Causou-lhe estranheza, talvez, o assunto. Isso, porém, procede de v. desconhecer outros poemas meus, inéditos, do mesmo género. Tenho um, incompleto, Lucífer, que vai muito além deste na mesma direcção; e esse é já antigo. A mesma nuvem paira sobre os cinco poemas a cujo conjunto chamei Além‑Deus, e que escrevi há ainda mais tempo; são cinco pequenos poemas, completos, e estiveram para ser publicados (chegaram a ser impressos) num Orpheu 3 que foi frustrado de cima. E, além destes, há ainda outros poemas, incluindo um soneto sobre o Gomes Leal, que deve conhecer, pelo menos da Antologia do Salão de Outono.

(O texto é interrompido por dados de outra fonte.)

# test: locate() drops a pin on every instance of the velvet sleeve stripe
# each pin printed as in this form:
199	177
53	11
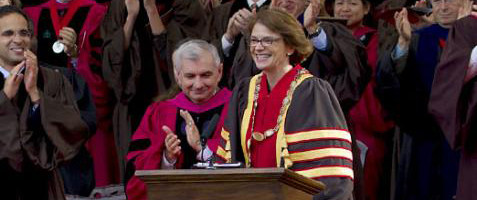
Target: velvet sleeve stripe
331	134
224	150
139	144
327	171
222	153
321	153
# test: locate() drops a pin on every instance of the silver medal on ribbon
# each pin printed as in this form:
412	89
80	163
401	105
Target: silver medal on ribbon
58	47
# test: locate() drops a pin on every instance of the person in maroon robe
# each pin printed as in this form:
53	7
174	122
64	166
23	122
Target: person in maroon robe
170	132
369	120
284	116
41	125
75	23
453	101
139	37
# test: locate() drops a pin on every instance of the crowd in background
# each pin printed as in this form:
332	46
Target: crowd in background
387	88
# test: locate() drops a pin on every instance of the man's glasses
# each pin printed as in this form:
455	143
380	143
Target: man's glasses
266	41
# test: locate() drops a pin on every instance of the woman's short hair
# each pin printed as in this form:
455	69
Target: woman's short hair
289	28
191	50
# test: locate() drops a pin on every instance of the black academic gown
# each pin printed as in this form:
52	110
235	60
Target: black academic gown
425	167
313	110
36	142
453	103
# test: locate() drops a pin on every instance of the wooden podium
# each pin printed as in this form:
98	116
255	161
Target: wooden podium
228	184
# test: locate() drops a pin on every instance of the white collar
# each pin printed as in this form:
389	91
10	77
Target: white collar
259	3
5	73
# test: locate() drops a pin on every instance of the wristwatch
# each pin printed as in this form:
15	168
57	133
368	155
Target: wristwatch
316	32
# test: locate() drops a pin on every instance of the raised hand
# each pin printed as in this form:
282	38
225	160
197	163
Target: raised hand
10	88
310	15
68	38
31	76
474	10
193	136
173	148
238	23
403	27
465	9
424	19
132	6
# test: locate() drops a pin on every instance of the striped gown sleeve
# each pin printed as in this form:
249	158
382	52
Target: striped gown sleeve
319	144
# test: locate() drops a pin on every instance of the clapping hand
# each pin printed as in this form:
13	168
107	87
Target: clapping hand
403	27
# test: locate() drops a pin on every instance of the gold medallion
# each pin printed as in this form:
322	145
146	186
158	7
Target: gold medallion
258	136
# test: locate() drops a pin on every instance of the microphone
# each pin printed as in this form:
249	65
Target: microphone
209	130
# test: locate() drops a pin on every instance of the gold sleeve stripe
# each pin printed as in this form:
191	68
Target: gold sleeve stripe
321	153
319	134
331	171
225	134
221	152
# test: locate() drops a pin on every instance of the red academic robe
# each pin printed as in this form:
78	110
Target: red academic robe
368	121
453	102
312	138
147	157
100	145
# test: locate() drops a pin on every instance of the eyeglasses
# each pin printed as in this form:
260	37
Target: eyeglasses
265	42
21	33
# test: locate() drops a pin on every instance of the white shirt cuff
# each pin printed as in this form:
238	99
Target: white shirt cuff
165	164
226	46
473	56
472	70
398	52
320	42
207	153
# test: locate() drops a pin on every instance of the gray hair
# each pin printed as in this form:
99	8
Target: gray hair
191	50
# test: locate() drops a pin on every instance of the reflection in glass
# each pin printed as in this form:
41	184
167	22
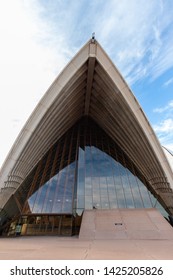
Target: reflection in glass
86	169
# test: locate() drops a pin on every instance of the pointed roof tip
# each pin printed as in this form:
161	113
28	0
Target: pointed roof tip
93	37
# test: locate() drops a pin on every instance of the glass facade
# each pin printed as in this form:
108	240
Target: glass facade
85	169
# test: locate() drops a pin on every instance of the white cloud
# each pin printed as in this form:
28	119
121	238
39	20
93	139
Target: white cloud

Deveras e realmente, não posso dar-lhe explicação nenhuma sobre a génese particular deste poema. Sobre a génese geral dessa ordem de poemas é que talvez haveria alguma coisa a dizer. Mas isso não tem interesse estético nem psicológico.
Estou agora um pouco mais dinâmico; conto poder enviar-lhe dentro de muito pouco tempo o original para o volume de poemas nas obras do Sá-‑Carneiro. Já tenho a maior parte dos manuscritos originais, que quero conferir com o próprio livro manuscrito; esses manuscritos originais existiam em cartas para mim, e tenho tido um certo trabalho em congregar essas cartas.
Abraça-o o camarada amigo, admirador e grato,
Fernando Pessoa.
Cartas de Fernando Pessoa a João Gaspar Simões. (Introdução, apêndice e notas do destinatário.) Lisboa: Europa-América, 1957 (2.ª ed. Lisboa: Imprensa Nacional - Casa da Moeda, 1982).